How do people know, or think they know, how bad crime is? By watching Fox News? Likely. Far less likely that they have any personal experience with being the victim of a crime.
The article goes on with the example of Baltimore.
One of the most remarkable examples of this trend is Baltimore, which in the first six months of this year has had its fewest homicides in five decades.
Baltimore, like many other cities in the US, received a massive influx of federal funding in 2021 from the American Rescue Plan Act (ARPA). In the last few years, the funding paid for things like new recreation centers and street lights in high-crime areas. At the same time, the Biden administration distributed billions in grants to nonprofit violence reduction groups.

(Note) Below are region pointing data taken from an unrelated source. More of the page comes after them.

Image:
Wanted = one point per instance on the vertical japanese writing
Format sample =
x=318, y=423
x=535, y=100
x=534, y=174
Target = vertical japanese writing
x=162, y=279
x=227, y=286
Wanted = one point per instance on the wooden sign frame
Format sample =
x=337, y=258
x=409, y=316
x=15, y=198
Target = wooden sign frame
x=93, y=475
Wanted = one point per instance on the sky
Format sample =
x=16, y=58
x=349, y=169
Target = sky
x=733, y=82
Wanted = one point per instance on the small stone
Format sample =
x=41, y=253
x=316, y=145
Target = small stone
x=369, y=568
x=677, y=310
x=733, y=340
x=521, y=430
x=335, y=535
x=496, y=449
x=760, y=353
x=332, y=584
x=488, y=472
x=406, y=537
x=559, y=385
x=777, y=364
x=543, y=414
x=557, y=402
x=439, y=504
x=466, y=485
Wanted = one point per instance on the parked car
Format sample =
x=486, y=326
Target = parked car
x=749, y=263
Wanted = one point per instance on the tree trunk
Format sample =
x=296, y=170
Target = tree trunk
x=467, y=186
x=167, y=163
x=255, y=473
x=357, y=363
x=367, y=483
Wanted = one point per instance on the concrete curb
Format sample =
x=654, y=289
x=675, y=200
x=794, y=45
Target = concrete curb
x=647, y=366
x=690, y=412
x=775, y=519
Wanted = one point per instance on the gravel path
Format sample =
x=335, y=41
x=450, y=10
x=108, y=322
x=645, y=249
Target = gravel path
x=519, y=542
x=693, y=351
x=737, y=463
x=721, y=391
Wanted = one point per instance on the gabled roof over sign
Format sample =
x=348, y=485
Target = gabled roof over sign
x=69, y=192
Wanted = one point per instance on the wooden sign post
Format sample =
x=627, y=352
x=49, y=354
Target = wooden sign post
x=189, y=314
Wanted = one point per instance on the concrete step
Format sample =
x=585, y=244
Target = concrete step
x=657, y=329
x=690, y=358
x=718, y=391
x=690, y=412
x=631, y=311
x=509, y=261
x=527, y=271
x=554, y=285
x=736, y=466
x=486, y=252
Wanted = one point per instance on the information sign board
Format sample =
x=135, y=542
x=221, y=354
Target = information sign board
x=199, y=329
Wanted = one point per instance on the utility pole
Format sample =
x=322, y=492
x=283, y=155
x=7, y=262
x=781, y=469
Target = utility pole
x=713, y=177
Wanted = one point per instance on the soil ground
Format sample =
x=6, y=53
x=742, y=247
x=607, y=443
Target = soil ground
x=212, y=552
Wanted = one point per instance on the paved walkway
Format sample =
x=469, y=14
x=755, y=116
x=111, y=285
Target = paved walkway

That funding, Asher told Vox’s Today, Explained podcast, may be part of the answer. He described an “everything but the kitchen sink” theory of gun violence reduction, with a tide of federal money addressing multiple potential factors, directly and indirectly.
So the answer is: it’s not just any one thing. As everything else in life, social trends like this are a product of many factors. And may well reverse. Despite any particular policies by any particular political party. Conservatives always think it is just one thing or another.